Si lo que se buscas es un escenario distópico austero y extremadamente cruel, esta adaptación de Stephen King es sin duda una de las películas mainstream más sombrías que hemos visto en mucho tiempo. La premisa es brutal y está diseñada para el sufrimiento y la muerte: cincuenta jóvenes estadounidenses son seleccionados por lotería para participar en una marcha maratónica anual. Si algún caminante reduce su velocidad por debajo de tres millas por hora, o se desvía del camino, es eliminado de la competición, siendo ejecutado de un disparo en la cabeza a quemarropa. Al único superviviente se le promete que ganará lo que desee.

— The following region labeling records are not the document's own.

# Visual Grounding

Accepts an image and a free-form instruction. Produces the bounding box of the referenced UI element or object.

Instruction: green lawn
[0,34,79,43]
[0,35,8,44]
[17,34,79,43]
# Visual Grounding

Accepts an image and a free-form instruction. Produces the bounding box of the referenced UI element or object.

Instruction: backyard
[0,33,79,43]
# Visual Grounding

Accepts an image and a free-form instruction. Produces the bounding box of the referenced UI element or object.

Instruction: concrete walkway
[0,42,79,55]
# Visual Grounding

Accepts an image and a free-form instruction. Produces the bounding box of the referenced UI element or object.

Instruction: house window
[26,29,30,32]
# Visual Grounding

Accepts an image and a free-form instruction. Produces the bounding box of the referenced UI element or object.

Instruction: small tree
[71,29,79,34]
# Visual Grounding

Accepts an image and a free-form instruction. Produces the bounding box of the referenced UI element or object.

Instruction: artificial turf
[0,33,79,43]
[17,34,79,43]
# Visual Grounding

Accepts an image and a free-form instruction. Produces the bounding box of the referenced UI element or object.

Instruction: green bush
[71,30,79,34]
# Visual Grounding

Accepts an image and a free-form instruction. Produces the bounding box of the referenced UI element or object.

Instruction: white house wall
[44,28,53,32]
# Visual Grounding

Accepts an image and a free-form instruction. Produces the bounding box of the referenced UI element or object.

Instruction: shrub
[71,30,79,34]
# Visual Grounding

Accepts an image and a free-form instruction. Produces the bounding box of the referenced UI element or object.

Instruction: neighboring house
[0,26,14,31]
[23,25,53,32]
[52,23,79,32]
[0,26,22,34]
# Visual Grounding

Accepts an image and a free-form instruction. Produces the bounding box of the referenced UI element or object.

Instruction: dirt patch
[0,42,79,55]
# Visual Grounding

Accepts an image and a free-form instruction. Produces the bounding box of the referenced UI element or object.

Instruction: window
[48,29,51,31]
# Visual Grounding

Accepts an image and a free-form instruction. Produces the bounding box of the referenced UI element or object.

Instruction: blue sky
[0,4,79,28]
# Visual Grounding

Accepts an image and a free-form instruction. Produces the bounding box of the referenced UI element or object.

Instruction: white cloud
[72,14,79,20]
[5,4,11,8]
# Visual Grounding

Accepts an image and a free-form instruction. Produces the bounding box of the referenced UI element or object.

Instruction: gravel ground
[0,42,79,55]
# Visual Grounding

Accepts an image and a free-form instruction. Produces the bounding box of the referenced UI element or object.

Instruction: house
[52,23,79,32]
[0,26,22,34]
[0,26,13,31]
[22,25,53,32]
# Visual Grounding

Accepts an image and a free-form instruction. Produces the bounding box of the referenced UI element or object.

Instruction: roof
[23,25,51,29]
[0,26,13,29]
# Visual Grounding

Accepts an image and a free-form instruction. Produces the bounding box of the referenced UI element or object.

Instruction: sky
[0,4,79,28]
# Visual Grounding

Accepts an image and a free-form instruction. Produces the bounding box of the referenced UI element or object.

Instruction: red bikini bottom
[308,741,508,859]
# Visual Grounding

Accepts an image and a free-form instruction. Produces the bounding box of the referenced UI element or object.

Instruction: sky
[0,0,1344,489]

Dejamos a nuestra imaginación por qué estos jóvenes se ofrecerían como voluntarios para una competición con probabilidades tan desfavorables, ya que la sociedad autoritaria más amplia en la que se desarrolla la historia —que se parece mucho a los Estados Unidos de la década de 1960— apenas se ve o se explica. Sin embargo, está claro por quién debemos apoyar: Ray Garraty, interpretado por Cooper Hoffman, un joven decente que es dejado en la línea de partida por su madre (Judy Greer). Garraty entabla amistad y anima a sus compañeros competidores, especialmente a Pete, interpretado por el actor británico David Jonsson. La creciente amistad entre ellos es el corazón emocional de la película, y ambos actores son intrínsecamente encantadores y naturales, aunque ambos ocultan historias y motivaciones más oscuras.
El ambiente evoca inicialmente a Stand By Me, otra historia de King sobre jóvenes que forjan lazos en un viaje: bromean, comparten historias y charlan de todo y de nada. Hay personajes secundarios entretenidos, en particular el pendenciero Barkovitch (Charlie Plummer) y el arrogante pero vulnerable Olson (Ben Wang). En sus mejores momentos, la historia encaja en un ritmo fácil, aunque la camaradería está destinada a no perdurar, ya que el grupo, exhausto, es rutinariamente diezmado por los militares que los acompañan (liderados por un comandante exageradamente gritón interpretado por Mark Hamill). Casi cada espeluznante disparo en la cabeza se muestra con todo detalle, con chorros de sangre incluidos.
King escribió esta historia en 1967, y sin duda resonó con la matanza aleatoria y sin sentido y la camaradería masculina de la guerra de Vietnam. Está por ver cómo se percibe en una época de historias de juegos de la muerte más ostentosas como El Juego del Calamar o Los Juegos del Hambre. El director Francis Lawrence, que dirigió varias películas de Los Juegos del Hambre, parece determinado a adoptar un enfoque diferente aquí. A diferencia de los escenarios llamativos de esas películas, el único indicio que tenemos de la sociedad distópica, aparte de algunos breves flashbacks, es el paisaje por el que deambulan los competidores: un Estados Unidos rural casi desierto, a menudo pintoresco, que parece cobrar vida de un álbum de fotos de William Eggleston.
El aspecto de resistencia humana del ejercicio se pasa por alto en algunos momentos. Por ejemplo, en un momento, un caminante tiene un problema con sus zapatos y se ve obligado a desecharlos, un incidente que se podría considerar determinante, pero que nunca se vuelve a mencionar. Y así, continúan tambaleándose hacia una conclusión preestablecida, poniendo a prueba la resistencia del espectador tanto como la suya propia. El resultado es una mezcla entre una buddy movie y una película de terror —una película de guerra sin la guerra—. En última instancia, todo se reduce a las relaciones centrales, por lo que es un acierto que Hoffman y Jonsson sean fantásticos. No obstante, se deja al espectador la tarea de rellenar los huecos, ignorar las preguntas molestas y simplemente seguir la marcha. Quizás, deformando un dicho conocido, el verdadero tesoro son los amigos que hicieron por el camino, la mayoría de los cuales, lamentablemente, son asesinados a tiros.